世界観は結構悩みましたが、一番やりやすい土俵に一番好きなキャラを入れ込んだ感じです。
時系列を入り乱れさせたので混乱させてしまったのでしょうか。

>名前が無い程度の能力さん
妹紅は一番好きというか身近なキャラかなぁとか思ってますです。
もこたんは慧音と友人以上の関係になりたいのに言い出す度胸がない臆病で繊細な子供なのかなぁというのが自分の中でずっと変わらないイメージですね。
感想ありがとうございますです。

>コチドリさん
誤字脱字訂正ありがとうございます。
テーマは「妹紅の愛と理想の両立は出来るのか」で、全四章にしたのはモチーフとなった花鳥風月を準えて書きたいなぁと……もこたんの愛描写が足りなかったのか……。なんか以前書いた文章は覚えてるので、前に書いたからもういいやという感覚が先行してしまったのです(爆
平坦な文章だとどうも味気ないなぁという……ごめんなさい、飲食店の調味料はとりあえず全部試す派です。

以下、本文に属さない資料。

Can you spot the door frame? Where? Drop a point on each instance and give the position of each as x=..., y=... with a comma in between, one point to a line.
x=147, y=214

自分の中でのボーダーは「二回読むと『ああ、そういうことだったのか』と気づける作品」というのは心がけてます。
ところで慧音が一番不気味な存在だと思っているのは自分だけなのでしょうか。
11.90カミソリの値札削除
おはあああああああああん//////////////////
きゃんでぃさんの作品はいいですねヤッパリ(^_^)
もう僕の大好きな雰囲気のやヴぁい作品です。もこけーねですからなお良い!物語で分からせるより雰囲気で分からせるのが、濃密で良いですね!